Students at the University of Sunderland have produced a series of powerful short films
Have you ever considered that a victim of modern day slavery could be living in your town?
It may seem like an offence from a different era but it is a very real problem and one of the top priorities for ourselves and the Police and Crime Commissioner, Dame Vera Baird QC.
Our safeguarding Department has done a lot of work to try and raise awareness of the problem and to encourage our local communities to report signs of slavery victims.
Alongside the SARC (Sexual Assault Referral Centre), we also support the victims of slavery and this includes men, women and children, across every level of society.
Now students at the University of Sunderland have produced a series of powerful short films to help those efforts to raise awareness of the problem.
It is the latest in the line of successful collaborative projects with the university over the last five years during which we have addressed themes including the capacity to consent, sexual exploitation, domestic violence, and cyber-crime.
We were delighted to work alongside the University of Sunderland once again to promote awareness surrounding modern slavery through the project funded using proceeds from Dame Vera's Community Fund.
And this week we joined them at an awards ceremony where the best of the four video was selected by a panel of judges from Northumbria. You can watch the winning entry - 'Hidden in Plain Sight' - below.
Detective Chief Inspector Claire Wheatley, of Northumbria Police’s Safeguarding Department, has said that the force will continue to do all they can to safeguard victims.
She said: “Safeguarding vulnerable people is a key priority for us and we are committed to ensuring Modern day slavery is identified and investigated effectively.
“Modern Day Slavery is a hidden crime and can happen anywhere, in all sections of the community and is a crime that looks to exploit vulnerable people in truly appalling ways and control them through violence and threatening behaviour.
“Our officers work closely with partners to help protect those who may be vulnerable and disrupt these networks. We also rely on the vigilance of people in our local communities to report any suspicious behaviour to us.”

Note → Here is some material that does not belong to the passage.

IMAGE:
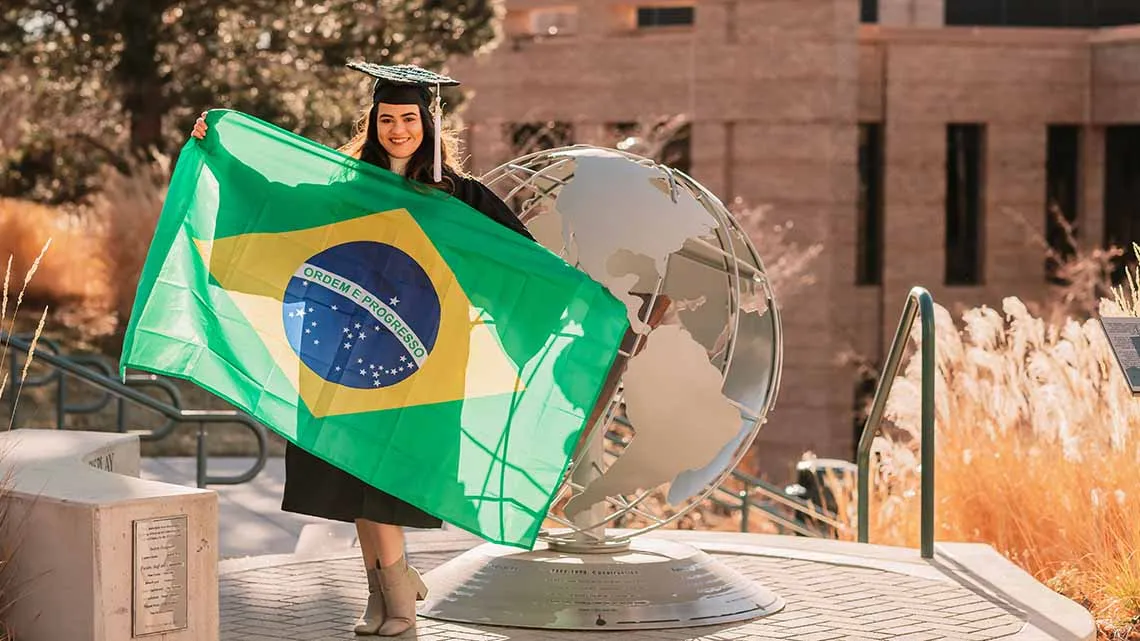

Dame Vera Baird said: “Modern Day Slavery is a very serious and topical issue. It can affect anyone and the impact it has on victims is devastating. It is my hope that those who are affected by modern-day slavery feel confident that they will receive the best possible support and service from Northumbria Police.
“Victims can often feel intimidated, isolated and live in fear. We have a responsibility to those victims to work together with partners to identify and tackle this type of crime and do everything within our power to safeguard them and other vulnerable people.”
Four short films were sensitively produced by Final Year students from the Drama and Film Production degree courses at the university, who researched, scripted, devised, filmed and edited all of the work themselves.
That work was showcased during an awards ceremony at the David Puttnam Media Centre on the Sir Tom Cowie Campus, at St Peter’s.
The brief was to capture all facets of this crime and devise a piece of drama suitable for use as an awareness DVD in order to be used as an educational or training tool for the Police, and to promote awareness of this issue further afield. Specialist staff from SARC (Sexual Assault Referral Centre) were involved in overseeing the content for accuracy.
The event was made possible thanks to funding from the Police and Crime Commissioner for Northumbria Dame Vera Baird’s Community Fund. All five entries were judged by a panel from Northumbria Police.
Adelle Hulsmeier, Senior Lecturer in Drama and Performing Arts at the University of Sunderland, said: “Every year we are continuously impressed with the mature and dedicated way in which our students handle such massively challenging issues. This year is no exception and we’ve had some incredible professionally produced films.
“This is such a tangible and vocational project, based on hard-hitting real-life issues, produced to industry standards for a real-live brief. The students get very excited to become involved in the Northumbria Police project, as it’s work that goes beyond assessment and can be promoted far and wide, to any future employer.
“Congratulations to all our students for their hard work and to those staff who were there to advise and support them.”
Cameron Bruce, Media Production student and Director of the winning film ‘Hidden in Plain Sight’, says: “This was a great opportunity for us to not only experience doing work for an external university client but also gave us the chance to tackle some really difficult and prevalent issues we are facing today.
“Though I had previous knowledge of the problem, I was still shocked that in 2018 modern day slavery is such a huge issue and all the events depicted in each film happen on a daily basis.
"I am extremely proud of our team and think all the students from the course have made exceptional films which will be great vehicles to raise awareness of this issue.
"Thanks go to Northumbria Police and the University for giving us this opportunity and for recognising the films in the way they did.”
All films were screened before an audience of specially invited guests, including delegates from Northumbria Police and SARC.
There were speeches from ITV’s News Correspondent Alastair Stewart OBE, who praised the students’ professionalism and creative efforts.
Ruth Durham, Director of Policy Performance and Scrutiny at the Office of the Police and Crime Commissioner for Northumbria and Northumbria Police Assistant Chief Constable Rachel Bacon both gave talks during the evening.